The inconvenience of feces.

One of the biggest inconveniences in my life – And I live in Vietnam so this must be a serious inconvenience – involves my bowel system. I think, really, it’s more directly my psyche. My brain is my biggest inconvenience.

My inconvenience isn’t anything diagnosable or official, I don’t have IBS or an intolerance for lactose or any other edible substance (or even most inedible substances), but it’s there nonetheless.

It’s not there often, however. In fact, its occurrence is few and far between. But I think that’s what makes it so inconvenient. I don’t expect it, I don’t plan for it and like acne on a smooth face, it really shows. My face spent most of its adolescence evenly raked with acne to the point that its uniformity blended in to my overall persona, and nobody noticed or gave it a second’s thought.

So I never had the problem you smooth-faced humans which lost you up to several thousands of your currency over the years on cosmetics trying desperately to hide it and prevent it from happening again, even though we all secretly know the cosmetics are completely ineffective and it’s simply your own body healing itself in the time it takes the acne to go away.

Make-up is a more effectual technique males are increasingly brave to use, but with the money you all spent on that, I could save and buy a pizza every month, thus perpetuating my uniformly unnoticeable, blazing red facial attire.

Thankfully this crisis in my life has all but vanished, minus a few that pop up here and there, but after growing up hating myself for so long, I tend to give up giving a damn about what people think of my spots, or my weight, my clothes, my attitude or me being alive.

The rare bowel crisis hasn’t gone away, and never will, I’d bet. Let me explain.

The closer I get to a bathroom, or the more aware I become that I am approaching one, the more desperate I am to release that which is waiting within me. If the toilet is public, and closed, it quite easily holds off for an indefinite period. But if I approach and a bathroom is merely busy, that person could finish at any moment, so my brain doesn’t allow my body to revert to safety mode.

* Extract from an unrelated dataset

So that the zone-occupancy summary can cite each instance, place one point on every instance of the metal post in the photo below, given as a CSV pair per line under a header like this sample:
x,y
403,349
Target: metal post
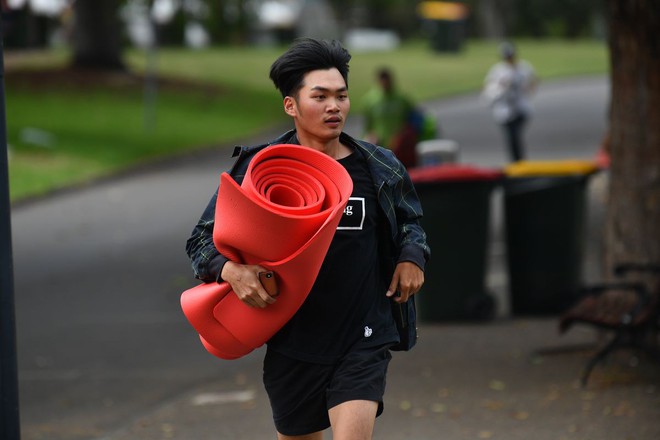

I’ve tested this and I’ve tried to make myself believe genuinely that a toilet is miles away even though I’m just 2 locked doors away. Doesn’t work. My subconscious is far more powerful. I remember when waiting as a teenager, I’d lie down and hope gravity worked its wonders. It didn’t.

Why not? That trick works with a blocked nose, albeit slowly. Stand on your head, or lie in bed in a way that your head is upside down, gravity will clear your nose reliably, providing you’re willing to be there a frustratingly long time, and possibly pass out, fall over and get a blocked nose again for when you wake up. But the theory works in practice. It never did for my bowels. At best, it went away in intervals of 20 seconds and came back in stronger waves of desperation, almost as if it was backing up to take a run up.

Why is that? Why do I have to suffer so much when my body is quite clearly capable of avoiding it?